The Takeovers and Mergers Panel (Panel) upheld the Takeovers Executive's (Executive) ruling that the completion of certain transactions between ArcelorMittal, a substantial shareholder of China Oriental Group Company Limited (China Oriental), and counterparties involving shares of China Oriental on 30 April 2014 did not give rise to a mandatory general offer obligation under the Code on Takeovers and Mergers (Takeovers Code) by ArcelorMittal to acquire all the shares of China Oriental (Note 1).
Following a general offer by ArcelorMittal for shares in China Oriental in 2008, ArcelorMittal and Mr Han Jingyuan, chairman of China Oriental, held 47% and 45% shares of China Oriental, respectively. As a result, the minimum public float requirement under the Listing Rules of the Stock Exchange of Hong Kong was not satisfied.
ArcelorMittal subsequently sold 9.9% and 7.5% of shares in China Oriental it owned to ING Bank (ING) and Deutsche Bank (DB), with a view to satisfying the requirement of the Listing Rules. As part of the transactions at the time, ArcelorMittal granted ING and DB put options entitling them to sell back the shares of China Oriental to ArcelorMittal at the original purchase price (with adjustments) (Note 2).
The put options expired on 30 April 2014 and ArcelorMittal proposed to extend the arrangement with the put option with ING for one year on amended terms. It also proposed to close the arrangement with DB and enter into an arrangement with Macquarie Bank Limited (Macquarie) which was similar to the amended arrangement with ING. These transactions were to be completed simultaneously (Note 3).

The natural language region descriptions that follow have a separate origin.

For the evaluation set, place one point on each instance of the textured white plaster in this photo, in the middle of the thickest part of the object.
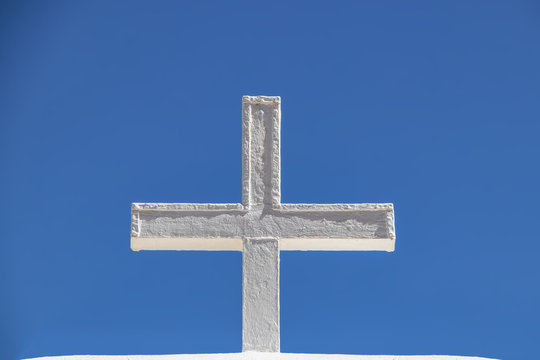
(251, 355)
(261, 215)
(260, 328)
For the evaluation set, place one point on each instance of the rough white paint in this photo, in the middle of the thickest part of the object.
(261, 215)
(260, 328)
(251, 355)
(260, 227)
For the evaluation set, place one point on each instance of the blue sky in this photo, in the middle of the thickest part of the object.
(430, 105)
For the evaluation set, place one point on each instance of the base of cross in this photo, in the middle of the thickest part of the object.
(255, 355)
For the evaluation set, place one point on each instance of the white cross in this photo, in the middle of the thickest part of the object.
(261, 225)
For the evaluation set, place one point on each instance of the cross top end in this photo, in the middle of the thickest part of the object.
(183, 226)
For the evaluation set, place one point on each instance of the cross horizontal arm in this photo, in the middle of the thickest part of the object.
(157, 226)
(297, 226)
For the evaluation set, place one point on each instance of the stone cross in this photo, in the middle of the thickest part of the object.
(261, 225)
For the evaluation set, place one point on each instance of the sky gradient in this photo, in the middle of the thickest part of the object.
(432, 106)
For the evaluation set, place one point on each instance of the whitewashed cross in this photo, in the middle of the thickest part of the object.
(261, 225)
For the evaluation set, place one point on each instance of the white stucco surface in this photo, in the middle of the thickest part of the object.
(261, 225)
(261, 356)
(159, 226)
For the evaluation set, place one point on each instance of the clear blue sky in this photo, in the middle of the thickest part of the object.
(430, 105)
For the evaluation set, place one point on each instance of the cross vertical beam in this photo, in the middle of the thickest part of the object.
(261, 118)
(260, 308)
(261, 225)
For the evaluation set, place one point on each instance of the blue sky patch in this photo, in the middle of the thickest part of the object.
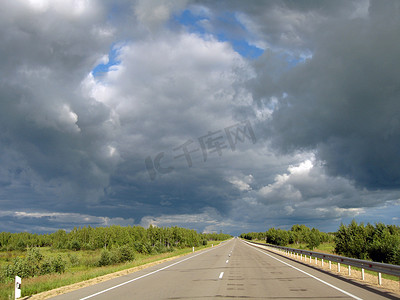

As a result of the new arrangements between ArcelorMittal and the counterparties, i.e. ING and Macquarie, the independent non-executive directors of China Oriental applied to the Executive for a formal ruling that a mandatory general offer had been triggered by ArcelorMittal.
The Executive ruled on 21 August 2014 that ArcelorMittal had not triggered a mandatory general offer. On 1 September 2014, the independent non-executive directors of China Oriental applied to the Panel to review the Executive’s ruling.
The Panel met on 25 September 2014 to consider the matter and concluded that the completion of the agreements between DB and ArcelorMittal on the one hand and ArcelorMittal and Macquarie on the other did not result at any time in ArcelorMittal acquiring additional voting rights as these voting rights passed directly from DB to Macquarie.
The Panel also ruled that Macquarie and ArcelorMittal are presumed to be acting in concert by virtue of the financial arrangements between them and the presumption had not been rebutted. The Panel further ruled that given the similarity of the arrangements, it would follow that both ING and DB were also parties presumed to be acting in concert with ArcelorMittal (Note 4).
Since ArcelorMittal and its concert parties, i.e. DB, ING and Macquarie, held a combined 47% stake in China Oriental throughout the existence of such arrangements, the Panel concluded that the arrangements did not increase the concert parties’ aggregate holding; and did not cause any member of the concert party group to cross a mandatory offer trigger point, or any significant change to the concert party with the substitution of Macquarie for DB. As a consequence, a mandatory offer obligation had not arisen.
A copy of the Panel's decision can be found on the SFC's website (Note 5).
Notes:
- Under the Takeovers Code, a mandatory offer is normally triggered when a person or persons acting in concert cross a takeover offer trigger point, being either 30% or, if holding not less than 30% but not more than 50%, increasing a shareholding by more than 2%.
- The put option granted by China Oriental was fully cash collaterised as in each case the collateral was netted off against the purchase price so that no cash changed hands with the result that ING and DB acquired a shareholding interest in China Oriental without any financial outlay.
- ArcelorMittal, whose shareholding in China Oriental was 29% at the time, consulted the Executive who confirmed on a consultation basis that a mandatory general offer would not be triggered as a result of these transactions.
- Under the Takeovers Code, persons acting in concert comprise persons who, pursuant to an agreement or understanding, actively cooperate to obtain or consolidate “control” of a company (i.e. holding 30% or more of its voting rights) through an acquisition of voting rights. The Takeovers Code presumes a person (other than an authorised institution under the Banking Ordinance) who provides financial assistance to another for the acquisition of voting rights to be acting in concert with each other, unless the contrary is established.
- The decision can be found in the "Takeovers and Mergers Panel and Takeovers Appeal Committee decisions and statements" section of the SFC website. From the home page, follow the path: "Regulatory functions" > "Listings & takeovers" > "Takeovers & Mergers" > "Decisions & statements" to go to the section.